人生100年時代、お金を増やすより、守る意識のほうが大切です。相続税は、1人につき1回しか発生しない税金ですが、その額は極めて大きく、無視できません。家族間のトラブルも年々増えており、相続争いの8割近くが遺産5000万円以下の「普通の家庭」で起きています。
本連載は、相続にまつわる法律や税金の基礎知識から、相続争いの裁判例や税務調査の勘所を学ぶものです。著者は、相続専門税理士の橘慶太氏。相続の相談実績は5000人を超えている。大増税改革と言われている「相続贈与一体化」に完全対応の『ぶっちゃけ相続【増補改訂版】 相続専門YouTuber税理士がお金のソン・トクをとことん教えます!』を出版する。遺言書、相続税、贈与税、不動産、税務調査、各種手続という観点から、相続のリアルをあますところなく伝えている。2024年から贈与税の新ルールが適用されるが、その際の注意点を聞いた。

【一発アウト】仕事を頼んではいけない「NG税理士」の2大特徴Photo: Adobe Stock

相続を相談するなら、税理士は「これ」で見分ける!

 読者の方からこんな質問をいただきました。

「近所の税理士事務所に、相続のことを相談する予定です。よい税理士事務所、よい税理士の見分け方を教えてください」

①「遺産の分け方を考えてきてください」はNGワード

 相続税という観点に絞ると、税理士から「遺産の分け方を考えてきてください」と言われたら、その方は相続税にあまり強くない可能性が極めて高いです。というのは、相続税は遺産の分け方によって何倍にも変わる税金だからです。

 確かに、当事者の気持ちは大事ですが、相続に強い税理士であれば、まず税金のことだけを考えた場合に最も特になる分け方を提案し、そこに皆さまの気持ちを反映させていきましょうというアプローチを採ります。

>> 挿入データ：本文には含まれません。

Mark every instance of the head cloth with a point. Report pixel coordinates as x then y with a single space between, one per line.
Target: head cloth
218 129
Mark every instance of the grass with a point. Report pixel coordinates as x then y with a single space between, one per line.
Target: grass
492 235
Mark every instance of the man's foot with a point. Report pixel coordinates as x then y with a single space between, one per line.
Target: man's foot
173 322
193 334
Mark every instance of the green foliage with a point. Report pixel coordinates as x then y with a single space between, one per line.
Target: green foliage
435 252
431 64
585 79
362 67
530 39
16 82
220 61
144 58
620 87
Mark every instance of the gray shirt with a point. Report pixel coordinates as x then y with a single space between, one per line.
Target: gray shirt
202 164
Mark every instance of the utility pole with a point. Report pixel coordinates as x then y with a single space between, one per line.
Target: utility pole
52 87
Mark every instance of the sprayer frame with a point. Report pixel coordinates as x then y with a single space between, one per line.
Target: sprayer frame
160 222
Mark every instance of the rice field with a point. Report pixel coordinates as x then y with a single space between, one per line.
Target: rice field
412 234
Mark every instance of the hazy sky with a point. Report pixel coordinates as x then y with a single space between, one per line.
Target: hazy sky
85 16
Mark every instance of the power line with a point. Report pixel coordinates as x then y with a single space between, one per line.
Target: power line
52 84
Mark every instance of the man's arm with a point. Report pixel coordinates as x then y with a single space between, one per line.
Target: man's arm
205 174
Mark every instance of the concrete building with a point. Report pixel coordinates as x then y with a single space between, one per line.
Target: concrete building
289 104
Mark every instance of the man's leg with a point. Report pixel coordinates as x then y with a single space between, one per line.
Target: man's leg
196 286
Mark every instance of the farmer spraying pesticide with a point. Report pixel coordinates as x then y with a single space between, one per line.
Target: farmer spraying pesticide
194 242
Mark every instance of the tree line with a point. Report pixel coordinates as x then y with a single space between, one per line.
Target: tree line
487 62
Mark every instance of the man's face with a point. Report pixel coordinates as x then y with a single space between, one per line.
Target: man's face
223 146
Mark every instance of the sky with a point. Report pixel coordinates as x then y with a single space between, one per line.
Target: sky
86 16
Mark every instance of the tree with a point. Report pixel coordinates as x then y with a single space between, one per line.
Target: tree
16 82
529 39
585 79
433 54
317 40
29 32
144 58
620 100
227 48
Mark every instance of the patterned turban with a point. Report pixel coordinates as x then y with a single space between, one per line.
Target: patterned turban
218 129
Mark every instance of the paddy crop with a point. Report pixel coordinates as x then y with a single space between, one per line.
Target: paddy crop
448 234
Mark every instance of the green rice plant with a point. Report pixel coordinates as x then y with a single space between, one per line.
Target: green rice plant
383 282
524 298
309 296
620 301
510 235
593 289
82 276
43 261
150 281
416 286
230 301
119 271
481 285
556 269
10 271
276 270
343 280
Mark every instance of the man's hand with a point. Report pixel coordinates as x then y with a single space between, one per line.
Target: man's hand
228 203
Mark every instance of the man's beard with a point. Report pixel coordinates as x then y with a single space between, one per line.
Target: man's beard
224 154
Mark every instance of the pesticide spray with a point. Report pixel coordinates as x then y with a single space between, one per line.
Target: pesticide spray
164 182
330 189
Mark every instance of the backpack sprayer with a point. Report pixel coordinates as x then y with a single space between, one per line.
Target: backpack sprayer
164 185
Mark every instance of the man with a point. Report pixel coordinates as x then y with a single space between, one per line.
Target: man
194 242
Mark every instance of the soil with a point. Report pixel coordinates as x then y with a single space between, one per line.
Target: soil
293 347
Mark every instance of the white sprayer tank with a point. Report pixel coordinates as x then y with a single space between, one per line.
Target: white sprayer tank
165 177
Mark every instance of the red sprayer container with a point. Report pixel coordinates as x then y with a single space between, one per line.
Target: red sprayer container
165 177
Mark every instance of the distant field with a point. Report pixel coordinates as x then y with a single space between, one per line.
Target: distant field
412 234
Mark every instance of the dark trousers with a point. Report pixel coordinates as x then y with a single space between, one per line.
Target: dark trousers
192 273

 しかし、「分け方が決まっていなければ相続税は計算できない」という感じで突き返してしまう税理士も多いので、そこは実力が別れるところだと思います。

②預金通帳をチェックする? しない?

 そして「亡くなった方の過去の預金通帳を預からせてほしい」と言わない税理士は、やめたほうがよいと思います。

 相続税の税務調査に選ばれたら、亡くなった方とその家族の10年分の通帳を、税務署の人はチェックします。そこでお金のやりとりなどがあると、それが名義預金かどうかという話になるので、相続に強い事務所であれば必ず、少なくとも亡くなった人の通帳は預からせてもらい、過去に変なお金の動きがないかどうかをチェックします。

 そのチェックする作業は、実は税理士事務所としては大変な作業なので、省略したほうが楽です。そのため、亡くなった人の残高証明書だけを持ってきてもらい、過去の通帳のことはよく知らないまま対応している税理士も多いと聞きます。